Photo:細野晋司 ※2023年の上演より


――この作品は通常の客席ではなく、芝生を敷いて舞台上を客席としていますが、このスタイルに至った経緯をお聞かせください。
僕自身も子どもの頃から演劇をやっているんですが、初めて通常の客席の扉からではなく、舞台袖から劇場・舞台上へ足を踏み入れた時にワクワクしたのを思い出したんです。ステージから通常の客席を見つめる機会って、普段はなかなかないと思うし。確かに通常の客席のほうが照明はつくりやすいし、舞台上を舞台にしてしまうと技術的な準備はより必要にはなりますが、ストーリーとは別に、“演劇”とか”舞台”ってものを体験してもらうリアリティーを表現したくて、このスタイルにしました。
説教くさいことは言いたくないし、言わないようにするんだけど、観に来てくれた子どもたちに期待しているんです。演劇人になってほしいとも思わないのだけど、こういう職業も世の中にはあるんだっていうことをなんとなく知ってほしい。映画館のような守られた客席に座ってもらうのではなくて、むき出しの舞台に座ってもらうことで、”舞台”っていう場所を知ってもらうことも貴重な体験だと思っています。
僕らのできることは良い演目のストーリーテラーをすることだけではなくて、演劇そのものの仕組みを提示することでもあるので、舞台上から客席を見る経験を通して、“演劇”という表現自体に興味を持ってくれたらいいなと思っています。
芝生の上に座った子どもたちを外から見ると、舞台演出の中に子どもたちがいるように見えるし、役者さんにだけでなく、子どもたちにも照明が当たる光景が僕はすごく美しいと思っていて。それは通常の客席ではやれないことだなと思っています。

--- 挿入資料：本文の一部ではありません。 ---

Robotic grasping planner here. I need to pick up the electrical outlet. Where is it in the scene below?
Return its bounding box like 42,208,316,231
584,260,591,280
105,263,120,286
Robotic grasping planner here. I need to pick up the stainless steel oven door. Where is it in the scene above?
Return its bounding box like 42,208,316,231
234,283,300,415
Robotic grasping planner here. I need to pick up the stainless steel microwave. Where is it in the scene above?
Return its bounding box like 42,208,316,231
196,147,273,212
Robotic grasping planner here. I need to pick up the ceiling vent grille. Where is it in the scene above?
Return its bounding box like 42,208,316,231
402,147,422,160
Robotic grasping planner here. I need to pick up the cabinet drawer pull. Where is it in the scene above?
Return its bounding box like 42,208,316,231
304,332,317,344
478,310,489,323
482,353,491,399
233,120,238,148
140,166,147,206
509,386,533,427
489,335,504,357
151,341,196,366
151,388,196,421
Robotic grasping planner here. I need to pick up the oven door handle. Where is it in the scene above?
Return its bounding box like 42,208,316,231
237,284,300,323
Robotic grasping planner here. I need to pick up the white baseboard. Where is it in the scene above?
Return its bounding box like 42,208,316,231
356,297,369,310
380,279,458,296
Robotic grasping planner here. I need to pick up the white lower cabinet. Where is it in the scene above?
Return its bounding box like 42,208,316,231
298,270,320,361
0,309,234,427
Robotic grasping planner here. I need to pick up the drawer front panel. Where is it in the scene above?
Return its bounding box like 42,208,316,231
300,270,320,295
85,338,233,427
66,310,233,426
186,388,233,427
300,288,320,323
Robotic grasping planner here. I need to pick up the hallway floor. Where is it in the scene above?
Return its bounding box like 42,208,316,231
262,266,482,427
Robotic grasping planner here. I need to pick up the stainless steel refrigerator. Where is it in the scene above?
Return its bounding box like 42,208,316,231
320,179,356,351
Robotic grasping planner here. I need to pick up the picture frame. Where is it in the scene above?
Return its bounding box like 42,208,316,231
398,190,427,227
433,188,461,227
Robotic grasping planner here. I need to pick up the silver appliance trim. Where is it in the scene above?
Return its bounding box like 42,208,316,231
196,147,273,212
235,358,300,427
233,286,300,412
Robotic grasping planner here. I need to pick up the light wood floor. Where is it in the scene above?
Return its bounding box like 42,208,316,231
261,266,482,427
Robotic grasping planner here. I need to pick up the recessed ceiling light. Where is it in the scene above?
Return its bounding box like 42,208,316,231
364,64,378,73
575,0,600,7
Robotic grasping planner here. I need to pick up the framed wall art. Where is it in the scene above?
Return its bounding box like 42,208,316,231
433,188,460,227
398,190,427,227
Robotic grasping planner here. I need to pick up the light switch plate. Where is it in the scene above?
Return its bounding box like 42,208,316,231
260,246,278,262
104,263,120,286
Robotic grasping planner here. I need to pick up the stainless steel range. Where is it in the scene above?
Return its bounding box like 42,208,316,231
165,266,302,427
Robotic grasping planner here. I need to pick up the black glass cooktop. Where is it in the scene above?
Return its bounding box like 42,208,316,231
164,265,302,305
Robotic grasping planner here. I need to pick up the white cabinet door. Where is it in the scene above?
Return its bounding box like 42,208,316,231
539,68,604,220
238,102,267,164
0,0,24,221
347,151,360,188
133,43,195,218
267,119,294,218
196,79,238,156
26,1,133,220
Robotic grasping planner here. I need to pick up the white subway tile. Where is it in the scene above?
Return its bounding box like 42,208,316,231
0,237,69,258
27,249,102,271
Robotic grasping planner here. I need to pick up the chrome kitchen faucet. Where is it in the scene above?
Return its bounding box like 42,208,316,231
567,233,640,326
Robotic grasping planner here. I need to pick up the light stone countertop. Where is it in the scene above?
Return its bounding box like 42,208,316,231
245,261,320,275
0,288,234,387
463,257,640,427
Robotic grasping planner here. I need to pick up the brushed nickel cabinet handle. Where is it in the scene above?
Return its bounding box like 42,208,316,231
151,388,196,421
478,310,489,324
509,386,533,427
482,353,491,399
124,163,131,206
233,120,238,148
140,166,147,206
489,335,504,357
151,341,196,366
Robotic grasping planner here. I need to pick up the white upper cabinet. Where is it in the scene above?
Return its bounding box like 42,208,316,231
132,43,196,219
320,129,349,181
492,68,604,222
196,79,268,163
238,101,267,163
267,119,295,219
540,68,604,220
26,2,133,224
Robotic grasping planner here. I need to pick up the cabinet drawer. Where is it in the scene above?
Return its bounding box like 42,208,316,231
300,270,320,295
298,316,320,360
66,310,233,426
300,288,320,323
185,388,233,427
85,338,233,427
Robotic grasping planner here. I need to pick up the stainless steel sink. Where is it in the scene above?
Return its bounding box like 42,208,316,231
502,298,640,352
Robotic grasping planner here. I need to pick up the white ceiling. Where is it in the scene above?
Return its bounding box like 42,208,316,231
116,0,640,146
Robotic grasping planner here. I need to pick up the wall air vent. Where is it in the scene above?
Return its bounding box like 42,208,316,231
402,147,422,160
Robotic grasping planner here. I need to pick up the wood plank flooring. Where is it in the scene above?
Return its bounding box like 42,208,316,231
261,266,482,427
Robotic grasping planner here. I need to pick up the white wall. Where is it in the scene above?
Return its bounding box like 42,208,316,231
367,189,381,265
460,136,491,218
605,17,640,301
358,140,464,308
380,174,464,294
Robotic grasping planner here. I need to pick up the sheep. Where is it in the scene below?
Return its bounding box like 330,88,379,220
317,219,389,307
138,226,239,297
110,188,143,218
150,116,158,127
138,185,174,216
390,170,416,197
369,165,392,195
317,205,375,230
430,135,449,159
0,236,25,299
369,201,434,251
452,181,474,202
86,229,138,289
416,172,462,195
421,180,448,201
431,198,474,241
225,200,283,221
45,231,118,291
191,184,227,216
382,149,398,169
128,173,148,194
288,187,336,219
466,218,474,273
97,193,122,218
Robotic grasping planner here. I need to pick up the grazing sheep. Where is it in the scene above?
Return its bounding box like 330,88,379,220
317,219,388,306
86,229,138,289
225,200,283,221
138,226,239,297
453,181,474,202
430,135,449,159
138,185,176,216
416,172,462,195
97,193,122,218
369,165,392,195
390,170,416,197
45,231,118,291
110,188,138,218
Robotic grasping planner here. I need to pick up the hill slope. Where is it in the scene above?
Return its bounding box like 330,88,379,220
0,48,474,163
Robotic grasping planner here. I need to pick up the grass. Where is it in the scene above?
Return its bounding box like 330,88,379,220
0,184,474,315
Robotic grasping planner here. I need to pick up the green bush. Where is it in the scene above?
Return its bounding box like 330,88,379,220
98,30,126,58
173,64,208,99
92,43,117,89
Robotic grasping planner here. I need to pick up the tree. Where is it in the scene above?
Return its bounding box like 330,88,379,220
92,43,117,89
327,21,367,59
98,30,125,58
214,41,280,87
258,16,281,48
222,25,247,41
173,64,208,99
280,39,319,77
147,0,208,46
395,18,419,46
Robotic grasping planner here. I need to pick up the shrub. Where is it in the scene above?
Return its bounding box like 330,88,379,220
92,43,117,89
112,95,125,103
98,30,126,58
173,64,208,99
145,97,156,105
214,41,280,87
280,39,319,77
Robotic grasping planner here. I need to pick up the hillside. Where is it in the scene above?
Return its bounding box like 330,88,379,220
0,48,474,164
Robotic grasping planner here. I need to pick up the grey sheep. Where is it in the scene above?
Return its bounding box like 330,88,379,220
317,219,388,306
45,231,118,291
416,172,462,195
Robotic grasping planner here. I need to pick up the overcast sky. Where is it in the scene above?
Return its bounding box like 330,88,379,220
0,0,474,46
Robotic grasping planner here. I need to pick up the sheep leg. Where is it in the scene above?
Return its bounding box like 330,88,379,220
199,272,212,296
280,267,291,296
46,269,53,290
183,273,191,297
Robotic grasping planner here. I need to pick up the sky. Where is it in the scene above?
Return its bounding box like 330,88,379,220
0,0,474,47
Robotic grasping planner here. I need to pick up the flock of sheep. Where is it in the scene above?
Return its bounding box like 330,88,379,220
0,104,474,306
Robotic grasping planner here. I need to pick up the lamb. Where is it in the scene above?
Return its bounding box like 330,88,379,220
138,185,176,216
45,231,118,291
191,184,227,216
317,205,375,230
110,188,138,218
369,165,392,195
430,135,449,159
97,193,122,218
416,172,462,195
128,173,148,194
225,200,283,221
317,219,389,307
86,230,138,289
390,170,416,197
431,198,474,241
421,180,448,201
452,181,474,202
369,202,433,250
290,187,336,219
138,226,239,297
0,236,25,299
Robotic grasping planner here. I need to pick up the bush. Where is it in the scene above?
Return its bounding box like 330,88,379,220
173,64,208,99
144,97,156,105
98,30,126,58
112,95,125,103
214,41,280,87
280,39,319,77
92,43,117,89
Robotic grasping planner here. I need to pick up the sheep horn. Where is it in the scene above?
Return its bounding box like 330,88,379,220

――2018年の初演以来、2019年・2021年・2023年と上演を重ね、今回5回目の再演となりますが、アップデートしたいと思っているところはありますか?
キャストもこの作品が始まった当初とは変わっているので、前回までのリズムから具体的に今年は今年で変わってくると思うんですけど、あえて前回のバージョンをそのままリハーサルしてみることも重要だと思っています。というのは、例えば“戦争”という言葉にしても、2、3年前と現在とでは言葉のフェーズが全然違っていますよね。演劇というのは、“現在”という時間を無視できない表現なんです。観に来る人たちも演者もみんな“現在”という時間に存在しているので。アップデートする、というよりは過去に書かれた作品が”現在”にダイヤルを合わせて、自然と更新されていくものだと思います。
演劇が再演をする意味というのを、役者さんたちと考えていきたいですね。時代が変わってきたことで言葉の意味が変わる、ということに対峙して。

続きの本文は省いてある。